Despite these positive outcomes, several areas require further investigation, including the standardization and evaluation of optimal dosing, treatment duration, and the identification of potential long-term adverse effects. As a single case report, the findings cannot be generalized, and causal conclusions regarding the superiority of this approach over other salvage methods cannot be established. Additionally, the absence of objective perfusion measurements and the lack of long-term comparative outcomes limit the ability to fully assess efficacy. Larger case series and comparative studies are required to further validate this protocol. Additionally, more comparative studies are needed to assess the effectiveness of enoxaparin relative to other salvage methods, such as hirudotherapy or negative-pressure therapy, to determine the most appropriate intervention based on patient-specific conditions and flap characteristics.
Conclusions
The use of local subcutaneous enoxaparin is an effective and accessible strategy for managing venous congestion in pedicled flaps.
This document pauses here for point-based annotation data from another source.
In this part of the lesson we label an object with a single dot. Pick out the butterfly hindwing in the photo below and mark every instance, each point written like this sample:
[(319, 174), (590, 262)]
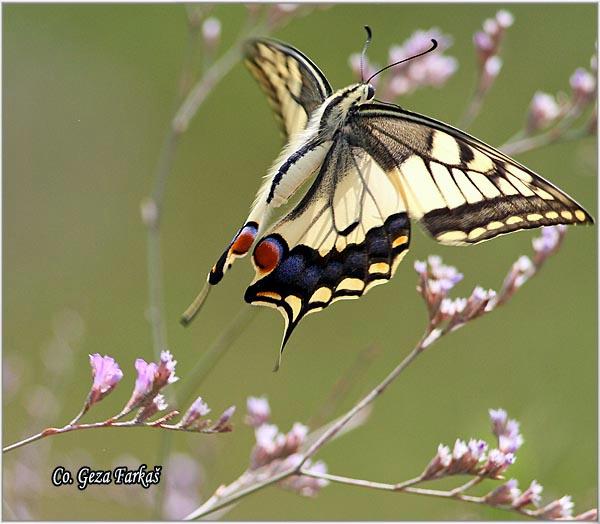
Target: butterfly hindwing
[(462, 190), (293, 84), (347, 234)]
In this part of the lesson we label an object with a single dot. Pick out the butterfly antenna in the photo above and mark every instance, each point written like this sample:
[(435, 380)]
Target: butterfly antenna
[(195, 306), (433, 46), (364, 53)]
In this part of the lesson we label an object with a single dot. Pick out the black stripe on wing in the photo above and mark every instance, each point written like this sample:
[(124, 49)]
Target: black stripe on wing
[(293, 84), (304, 281), (462, 190)]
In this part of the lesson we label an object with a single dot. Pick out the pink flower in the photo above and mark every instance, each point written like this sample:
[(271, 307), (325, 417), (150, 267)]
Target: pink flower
[(439, 464), (497, 463), (106, 373), (151, 378), (507, 430), (583, 85)]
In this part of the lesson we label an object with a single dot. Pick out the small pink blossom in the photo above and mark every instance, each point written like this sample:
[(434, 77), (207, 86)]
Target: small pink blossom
[(211, 31), (504, 18), (438, 464), (151, 378), (497, 463), (583, 85), (106, 373)]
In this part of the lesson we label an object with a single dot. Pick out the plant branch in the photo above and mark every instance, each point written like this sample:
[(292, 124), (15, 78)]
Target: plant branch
[(408, 487)]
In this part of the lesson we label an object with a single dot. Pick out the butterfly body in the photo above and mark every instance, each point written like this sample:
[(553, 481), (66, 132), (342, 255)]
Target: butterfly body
[(374, 167)]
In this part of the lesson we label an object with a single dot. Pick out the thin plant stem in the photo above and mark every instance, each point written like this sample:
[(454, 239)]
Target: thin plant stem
[(209, 507), (408, 487), (104, 424)]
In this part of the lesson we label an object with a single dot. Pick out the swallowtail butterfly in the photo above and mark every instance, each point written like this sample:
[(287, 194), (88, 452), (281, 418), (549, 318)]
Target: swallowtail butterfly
[(374, 167)]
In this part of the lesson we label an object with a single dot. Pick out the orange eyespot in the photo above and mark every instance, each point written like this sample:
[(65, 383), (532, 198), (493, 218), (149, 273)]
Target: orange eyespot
[(267, 255), (243, 242)]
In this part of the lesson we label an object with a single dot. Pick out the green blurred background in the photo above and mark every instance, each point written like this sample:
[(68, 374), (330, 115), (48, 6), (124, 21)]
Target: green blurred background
[(88, 94)]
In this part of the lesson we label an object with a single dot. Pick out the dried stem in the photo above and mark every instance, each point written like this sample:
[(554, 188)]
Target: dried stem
[(245, 485), (107, 424), (408, 487)]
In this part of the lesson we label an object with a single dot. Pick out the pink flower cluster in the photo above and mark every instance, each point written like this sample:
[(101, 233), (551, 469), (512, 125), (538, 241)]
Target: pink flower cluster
[(435, 282), (106, 374), (276, 452), (431, 70), (146, 398), (473, 457)]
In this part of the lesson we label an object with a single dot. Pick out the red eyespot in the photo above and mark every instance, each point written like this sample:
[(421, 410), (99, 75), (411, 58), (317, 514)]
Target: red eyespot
[(267, 254)]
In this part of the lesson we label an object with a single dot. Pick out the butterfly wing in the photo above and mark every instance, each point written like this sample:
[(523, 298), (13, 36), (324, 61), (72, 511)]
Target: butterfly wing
[(294, 85), (347, 234), (462, 190)]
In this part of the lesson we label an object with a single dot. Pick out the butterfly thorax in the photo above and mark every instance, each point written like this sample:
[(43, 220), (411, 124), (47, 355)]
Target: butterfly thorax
[(340, 104), (306, 150)]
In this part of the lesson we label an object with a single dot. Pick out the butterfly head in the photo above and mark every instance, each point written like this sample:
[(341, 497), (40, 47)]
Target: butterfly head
[(370, 92)]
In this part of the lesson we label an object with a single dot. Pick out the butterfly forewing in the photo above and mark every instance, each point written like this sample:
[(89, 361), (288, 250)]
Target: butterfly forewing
[(347, 234), (294, 85), (462, 190)]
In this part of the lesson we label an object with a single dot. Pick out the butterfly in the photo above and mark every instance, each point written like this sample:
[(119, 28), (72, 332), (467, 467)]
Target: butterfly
[(370, 168)]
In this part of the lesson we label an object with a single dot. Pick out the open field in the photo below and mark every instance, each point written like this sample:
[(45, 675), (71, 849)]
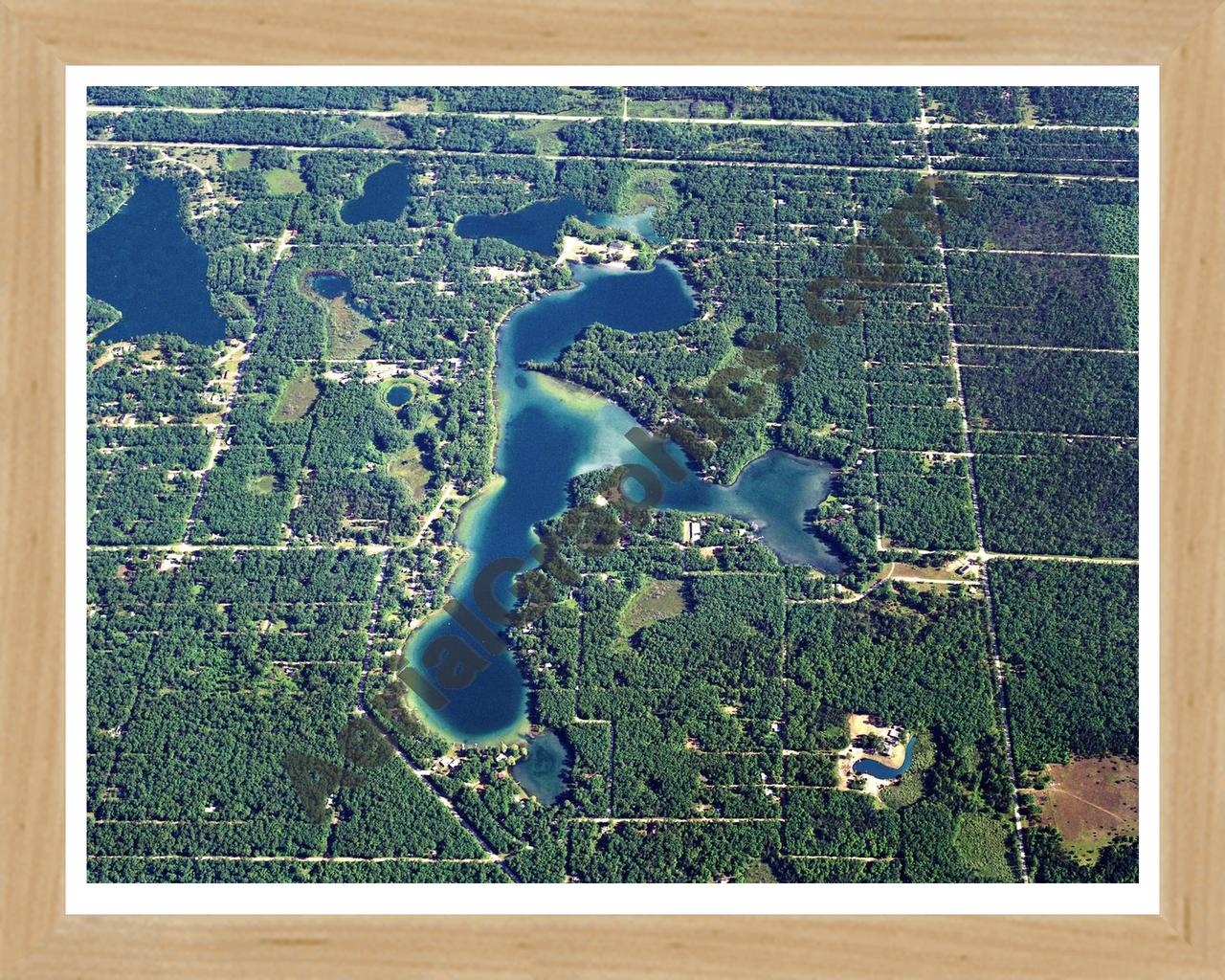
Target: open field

Early and systematic implementation of this approach, combined with timely and adequate debridement of necrotic tissue and continuous postoperative monitoring, has proven to be essential for ensuring flap survival. This therapeutic method is particularly valuable in settings with technical and economic limitations, where traditional surgical options may not be feasible. The existing literature supports its effectiveness, and the case presented here further demonstrates and reinforces its applicability for future reconstructive surgical interventions.